最終日の別府F1「ラブリン杯」を最後に小野俊之(49=大分)が、30年の現役生活にピリオドを打った。ラストランとなった一般2Rは3着だった。
最終日まで入念に自転車を修正して、最後まで自分らしく戦った。「最終日は久しぶりに(気持ちが)上がってきた。ファンの声援のおかげで、あんなに動かしてもらった。今日は100%以上が出せた」。最終ホームに3角と、2度のブロック。満身創痍(そうい)の体でも全力で戦った。レース後、3R発売中にはバンク内で引退セレモニーも行われた。30年間の選手生活を「わが競輪人生に一片の悔いなし」と、ひと言で振り返った表情は達成感に満ちあふれていた。
多くの同県、九州の選手たちが最後の雄姿を見届けようと競輪場に集まった。その仲間たちに向けて「嘉永(泰斗)が九州に久々のタイトルを持って来てくれた。早く次にG1、G2を勝つ選手が誕生して欲しい。そうなってくれることを祈っている」とエールを送った。
今後は解説者として競輪界に携わっていく予定だ。グランプリ優勝からチャレンジ戦まで戦った、まれな経験を生かしてバンクの外から競輪を盛り上げる。

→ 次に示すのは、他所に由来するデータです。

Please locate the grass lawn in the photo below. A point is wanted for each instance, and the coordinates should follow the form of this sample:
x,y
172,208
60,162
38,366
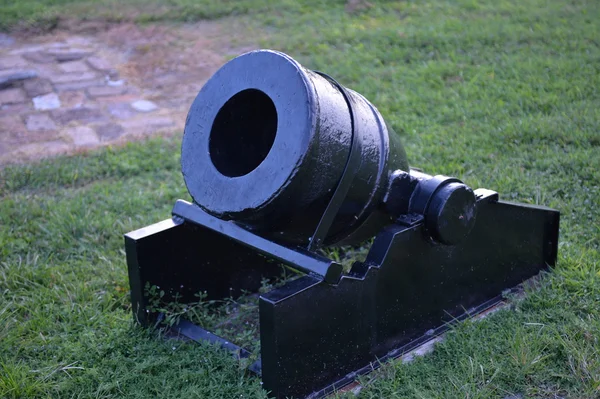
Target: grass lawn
x,y
502,94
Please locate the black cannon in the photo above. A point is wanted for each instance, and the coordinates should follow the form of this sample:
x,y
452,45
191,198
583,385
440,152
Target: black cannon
x,y
281,161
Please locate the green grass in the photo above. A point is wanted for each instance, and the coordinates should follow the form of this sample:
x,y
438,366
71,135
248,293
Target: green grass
x,y
503,94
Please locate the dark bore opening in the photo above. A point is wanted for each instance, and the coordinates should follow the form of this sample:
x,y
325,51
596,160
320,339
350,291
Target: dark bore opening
x,y
243,133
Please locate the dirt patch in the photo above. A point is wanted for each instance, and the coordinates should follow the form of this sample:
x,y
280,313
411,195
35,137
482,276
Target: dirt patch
x,y
134,80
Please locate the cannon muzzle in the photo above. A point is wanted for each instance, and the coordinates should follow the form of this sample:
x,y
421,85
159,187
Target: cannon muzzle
x,y
267,142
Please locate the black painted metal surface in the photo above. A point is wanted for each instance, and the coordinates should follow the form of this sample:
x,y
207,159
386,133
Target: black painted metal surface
x,y
267,141
281,160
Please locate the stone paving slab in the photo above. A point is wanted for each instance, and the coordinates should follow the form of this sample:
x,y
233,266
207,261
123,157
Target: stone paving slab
x,y
65,95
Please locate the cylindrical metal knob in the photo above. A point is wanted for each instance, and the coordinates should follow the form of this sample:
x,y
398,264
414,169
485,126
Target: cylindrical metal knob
x,y
266,142
451,213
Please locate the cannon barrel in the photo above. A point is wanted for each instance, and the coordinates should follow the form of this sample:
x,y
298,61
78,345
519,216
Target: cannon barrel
x,y
281,160
267,141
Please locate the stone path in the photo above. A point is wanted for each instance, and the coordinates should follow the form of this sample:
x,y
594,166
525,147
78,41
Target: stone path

◆小野俊之(おの・としゆき)1976年(昭51)4月21日、大分県別府市生まれ。日出高(現日出総合高)卒。競輪学校77期を在校4位で卒業し、96年4月に別府でデビュー。04年にKEIRINグランプリ制覇。02年に西王座戦、11年に共同通信社杯秋本番とG2は2度優勝した。通算成績は2408戦406勝で、生涯獲得賞金は10億7388万9655円。175センチ、85キロ。血液型A。